I want to memorize every sentence in The Hidden Life of Trees by Peter Wohlleben. It’s a super book about the behavior of trees and how this behavior makes a complicated ecology that is a forest.
It explains how trees live in connection with their kin and describes the relationships between trees and other organisms. It illustrates how a forest functions as a living system. It talks about how they perceive the world and how they communicate. This book is written by a German forester turned conservation ecologist and is required reading for anyone interested in ecology, wildlife or plants to be able to participate in conversations on contemporary ecology. It’s also just a nice read.
He has written several similar books, this is the best one, but The Secret Wisdom of Nature is also a very good look at the interconnectedness of a forest.

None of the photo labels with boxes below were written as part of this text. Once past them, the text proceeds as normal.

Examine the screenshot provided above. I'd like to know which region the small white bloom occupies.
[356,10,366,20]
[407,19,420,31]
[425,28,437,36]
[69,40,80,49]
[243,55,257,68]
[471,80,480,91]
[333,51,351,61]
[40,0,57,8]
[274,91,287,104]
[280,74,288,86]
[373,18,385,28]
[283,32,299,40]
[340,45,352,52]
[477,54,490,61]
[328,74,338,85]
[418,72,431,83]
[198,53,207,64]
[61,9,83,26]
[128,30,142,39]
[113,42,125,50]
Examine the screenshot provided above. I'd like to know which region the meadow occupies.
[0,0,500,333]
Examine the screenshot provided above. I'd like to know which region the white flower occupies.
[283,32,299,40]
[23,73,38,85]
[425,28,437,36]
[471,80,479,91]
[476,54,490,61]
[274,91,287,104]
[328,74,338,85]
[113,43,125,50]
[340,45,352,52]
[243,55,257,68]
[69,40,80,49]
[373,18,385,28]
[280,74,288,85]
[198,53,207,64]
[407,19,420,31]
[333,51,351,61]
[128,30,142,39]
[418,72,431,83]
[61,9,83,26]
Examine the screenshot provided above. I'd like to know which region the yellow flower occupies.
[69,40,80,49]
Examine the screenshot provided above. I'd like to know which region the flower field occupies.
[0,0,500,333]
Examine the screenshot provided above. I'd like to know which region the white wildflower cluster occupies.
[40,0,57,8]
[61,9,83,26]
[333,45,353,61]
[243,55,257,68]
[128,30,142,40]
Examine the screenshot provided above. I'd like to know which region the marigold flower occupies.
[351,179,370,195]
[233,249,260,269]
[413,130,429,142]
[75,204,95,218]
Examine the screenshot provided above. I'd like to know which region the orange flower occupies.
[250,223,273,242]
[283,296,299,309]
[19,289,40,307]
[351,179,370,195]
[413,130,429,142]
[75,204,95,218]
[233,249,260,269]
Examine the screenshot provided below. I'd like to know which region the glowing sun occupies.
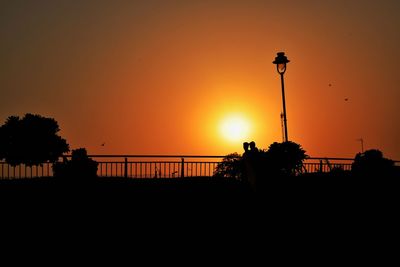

The Secret Wisdom of Water by Craig Childs Reviewed by Alexis Williams May 2021
I have a new favorite book. The Secret Wisdom of Water, written by Craig Childs. He describes his adventures seeking water in the desert. He describes the relationships between water and life and our utter dependence on it. He describes mechanisms and dramas of storms. He describes powerful natural phenomenon in words that are neither scientific nor spiritual but also are both. He says things like: ‘if I prayed for rain the sky would laugh at me’ and ‘The world changes color when you think you might die soon.’
Then come the floods. Its intense and moving and inspired. He must write as things happen, dangling from a climbing line a months hike from help. He uses rich similes that invoke powerful imagery. He presents beautiful science, insightful poetry, and smooth adventure.
This book is unpretentious, easy to read and cool. I’m looking forward to reading it again. I’m so glad he’s written other books I can read.